The lenskit.algorithms.basic module contains baseline and utility algorithms for nonpersonalized recommendation and testing.

Personalized Mean Rating Prediction¶

class lenskit.algorithms.basic.Bias(items=True, users=True, damping=0.0)¶

Bases: lenskit.algorithms.Predictor, lenskit.algorithms.Trainable

A user-item bias rating prediction algorithm. This implements the following predictor algorithm:

\[s(u,i) = \mu + b_i + b_u\]

where \(\mu\) is the global mean rating, \(b_i\) is item bias, and \(b_u\) is the user bias. With the provided damping values \(\beta_{\mathrm{u}}\) and \(\beta_{\mathrm{i}}\), they are computed as follows:

\[\begin{align*} \mu & = \frac{\sum_{r_{ui} \in R} r_{ui}}{|R|} & b_i & = \frac{\sum_{r_{ui} \in R_i} (r_{ui} - \mu)}{|R_i| + \beta_{\mathrm{i}}} & b_u & = \frac{\sum_{r_{ui} \in R_u} (r_{ui} - \mu - b_i)}{|R_u| + \beta_{\mathrm{u}}} \end{align*}\]

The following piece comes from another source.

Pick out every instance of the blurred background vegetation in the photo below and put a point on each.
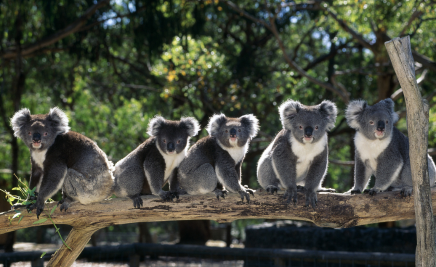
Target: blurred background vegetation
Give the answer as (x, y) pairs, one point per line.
(112, 65)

The damping values can be interpreted as the number of default (mean) ratings to assume a priori for each user or item, damping low-information users and items towards a mean instead of permitting them to take on extreme values based on few ratings.

Parameters:	items – whether to compute item biases users – whether to compute user biases damping (number or tuple) – Bayesian damping to apply to computed biases. Either a number, to damp both user and item biases the same amount, or a (user,item) tuple providing separate damping values.

predict(model, user, items, ratings=None)¶

Compute predictions for a user and items. Unknown users and items are assumed to have zero bias.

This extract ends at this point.